Kathy Garrison, president of the Civil Service Employees Association’s Capital Region chapter, which represents support staff at Clinton Correctional Facility, said that’s not always the case.

“Oftentimes it’s our members dealing directly with these dangerous inmates, and oftentimes there’s not a corrections officer assigned to the area,” she said.

She said she’s been hearing concerns from her members for years about low staffing at the prison.

“It’s very dangerous,” she said. “The watchtowers aren’t manned 100% of the time. It’s craziness.”

Garrison placed the blame for the dangerous environment, and security lapses leading up to the escape, on tight budgets and pressure from the governor’s office to curb overtime.

Budgets have fluctuated under Governor Cuomo, going down in his first year in office before rising, falling and then rising again.

The proposed correctional system budget for 2015-2016 is $2.9 billion, up from $2.8 billion the year before.

Mitchell, 51, has pleaded not guilty to promoting prison contraband and criminal facilitation.

Palmer, 57, is pleading not guilty to charges of promoting prison contraband, tampering with physical evidence and official misconduct.

Both reportedly accepted paintings from Matt.

After the breakout, Palmer tried to get rid of evidence by burning some paintings and burying others in nearby woods, according to authorities.

He described his arrangement with Matt in a statement he gave state police.

“Matt provided me with elaborate paintings and information on the illegal acts that inmates were committing within the facility,” the document says.

“In turn, I provided him with benefits such as paint, paintbrushes, movement of inmates, hamburger meat, altering of electrical boxes in the catwalk areas.”

Asked whether he assisted in the escape, Palmer told investigators: “No. Not intentionally.”

Such deals between convicts and guards were commonplace inside Clinton, said Erik Jensen, a former inmate who knew Matt, Sweat, Mitchell and Palmer.

“Say you want more freedom, more out of your cell time to maybe go to somebody else’s cell, do a tattoo … So what do you do? You give up some information: inmates who have knives, drugs, other forms of contraband,” Jensen, who was in Clinton from June 2011 to March 2012, told CNN.

The former maintenance supervisor at Clinton described how these kinds of relationships could develop, saying inmates sometimes asked prison employees for favors, such as sending a letter or asking for a pack of cigarettes.

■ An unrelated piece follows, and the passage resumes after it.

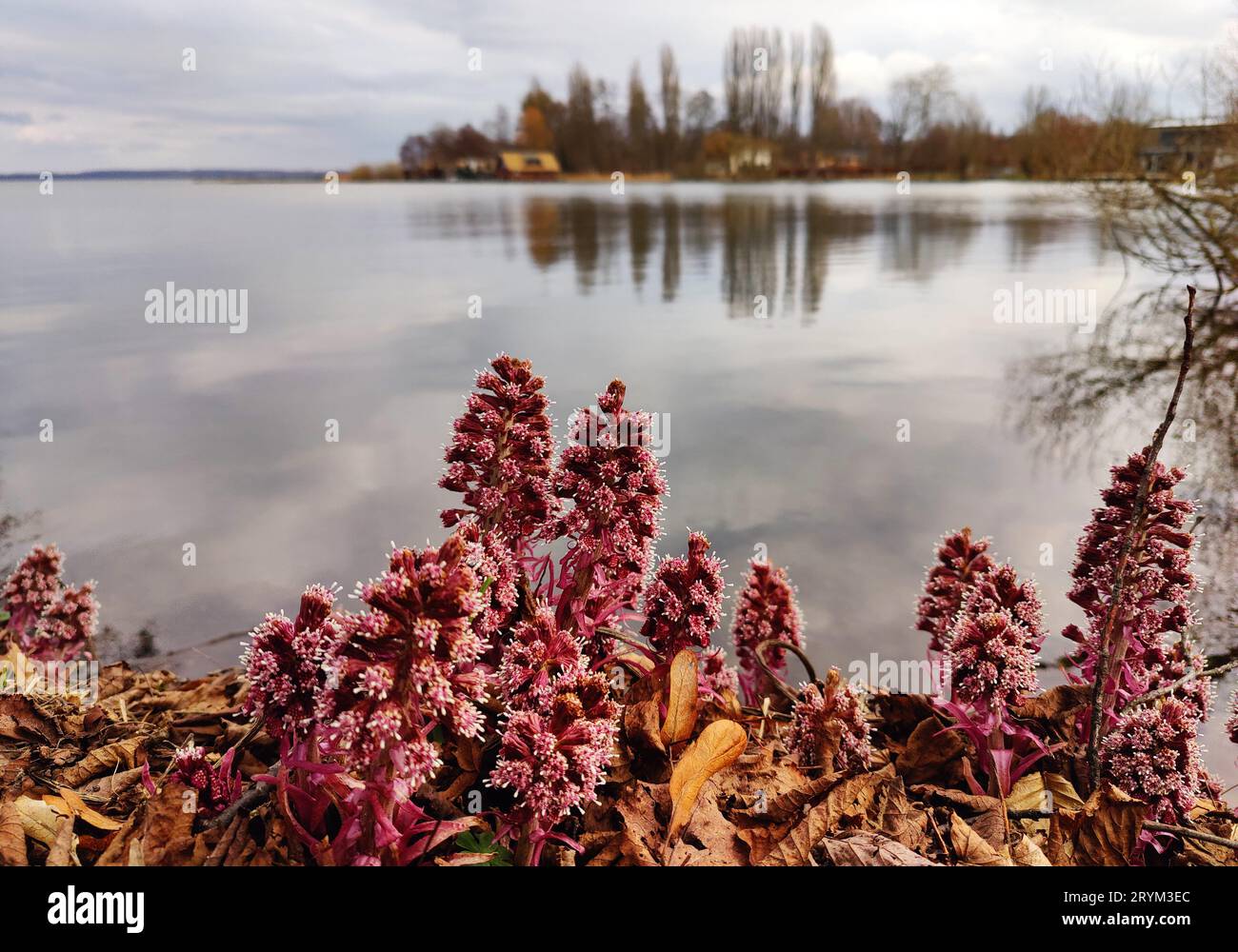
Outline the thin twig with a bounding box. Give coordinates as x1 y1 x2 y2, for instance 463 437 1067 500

Prisoners started with small favors and followed up with bigger requests, sometimes threatening to turn in the employee for delivering on the smaller offense, he said.

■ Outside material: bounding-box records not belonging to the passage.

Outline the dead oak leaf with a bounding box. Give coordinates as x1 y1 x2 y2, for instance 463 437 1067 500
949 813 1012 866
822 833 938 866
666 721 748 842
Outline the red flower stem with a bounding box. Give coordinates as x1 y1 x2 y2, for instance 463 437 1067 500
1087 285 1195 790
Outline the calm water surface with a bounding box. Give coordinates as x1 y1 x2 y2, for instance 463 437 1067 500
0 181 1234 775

“It’s the employees that are the strongest factor in prison security, but they also can be the weakest link,” Robert Ayers, the former warden at San Quentin State Prison in California, told CNN.

Matt and Sweat were housed in the prison’s “honor block,” a special section for inmates who’d gone years without significant disciplinary action.

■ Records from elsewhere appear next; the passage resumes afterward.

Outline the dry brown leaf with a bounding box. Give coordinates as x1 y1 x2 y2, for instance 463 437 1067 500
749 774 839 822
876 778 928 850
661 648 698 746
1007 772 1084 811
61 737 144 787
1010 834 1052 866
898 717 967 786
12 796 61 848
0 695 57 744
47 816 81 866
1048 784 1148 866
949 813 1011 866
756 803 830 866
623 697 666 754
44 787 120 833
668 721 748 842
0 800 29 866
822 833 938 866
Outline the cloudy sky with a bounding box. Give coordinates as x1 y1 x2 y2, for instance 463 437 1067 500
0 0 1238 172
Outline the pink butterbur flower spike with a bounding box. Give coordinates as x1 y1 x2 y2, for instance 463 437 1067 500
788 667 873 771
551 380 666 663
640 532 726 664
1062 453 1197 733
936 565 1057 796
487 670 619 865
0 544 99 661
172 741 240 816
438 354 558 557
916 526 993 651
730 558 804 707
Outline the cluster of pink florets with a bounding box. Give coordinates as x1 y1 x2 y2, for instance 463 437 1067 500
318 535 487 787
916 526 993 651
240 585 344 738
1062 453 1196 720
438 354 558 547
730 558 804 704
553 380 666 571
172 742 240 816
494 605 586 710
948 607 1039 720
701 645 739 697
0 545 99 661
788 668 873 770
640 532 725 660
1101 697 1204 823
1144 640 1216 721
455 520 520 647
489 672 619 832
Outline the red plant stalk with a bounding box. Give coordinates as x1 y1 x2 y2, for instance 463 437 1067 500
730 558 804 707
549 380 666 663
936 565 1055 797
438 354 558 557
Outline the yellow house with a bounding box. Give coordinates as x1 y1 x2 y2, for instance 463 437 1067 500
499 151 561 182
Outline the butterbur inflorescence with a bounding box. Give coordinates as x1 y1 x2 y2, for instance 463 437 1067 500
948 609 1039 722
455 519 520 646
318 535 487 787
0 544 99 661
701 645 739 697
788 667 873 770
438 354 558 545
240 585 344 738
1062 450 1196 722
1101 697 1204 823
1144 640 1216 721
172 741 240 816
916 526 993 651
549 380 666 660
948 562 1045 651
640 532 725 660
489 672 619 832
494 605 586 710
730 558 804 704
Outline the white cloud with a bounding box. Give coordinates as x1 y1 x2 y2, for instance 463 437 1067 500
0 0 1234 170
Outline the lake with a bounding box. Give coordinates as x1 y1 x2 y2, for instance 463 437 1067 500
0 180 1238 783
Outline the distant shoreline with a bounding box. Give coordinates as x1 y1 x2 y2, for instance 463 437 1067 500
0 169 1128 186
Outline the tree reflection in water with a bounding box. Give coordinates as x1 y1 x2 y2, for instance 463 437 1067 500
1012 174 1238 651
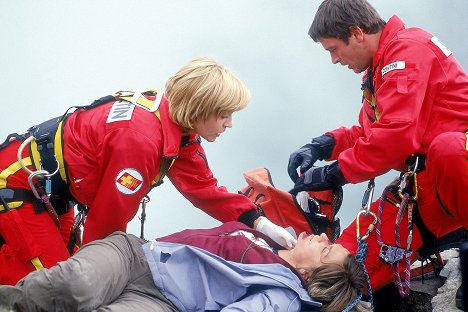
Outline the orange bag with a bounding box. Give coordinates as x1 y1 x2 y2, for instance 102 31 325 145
239 168 343 242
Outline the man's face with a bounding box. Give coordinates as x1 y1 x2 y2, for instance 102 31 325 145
319 34 372 74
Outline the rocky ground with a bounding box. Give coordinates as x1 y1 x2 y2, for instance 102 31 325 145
374 249 461 312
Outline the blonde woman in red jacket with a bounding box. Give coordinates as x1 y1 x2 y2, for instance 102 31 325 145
0 58 295 284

Being in the honor block gave inmates privileges such as going outside every day, having hot plates and refrigerators in their cells, and congregating for hours in a central gallery area each evening with fellow inmates, according to a longtime prison employee.

After the escape, the honor block at Clinton was shut down and turned into a regular cell block, a source with detailed knowledge of the facility told CNN last week.

Palmer hasn’t spoken publicly, but he gave an interview 15 years ago about life inside Clinton.

“It’s a negative environment,” he told North Country Radio’s Brian Mann. “And long-term exposure to a negative environment, you become hard on issues.”

Palmer said life as a prison guard was as miserable as those of the prisoners.

“With the money that they pay you, you’ll go bald, you’ll have high blood pressure, you’ll become an alcoholic, you’ll divorce, and then you’ll kill yourself,” he said.

As the investigations into shortcomings at Clinton continue, hundreds of law enforcement officers are continuing to search for Sweat and Matt in a densely wooded area roughly 20 miles west of the prison.

The fugitives are believed to have burglarized a hunting cabin in the small rural community of Mountain View, New York.

Searchers are combing the thick vegetation in the surrounding area in the hopes of finally catching the men.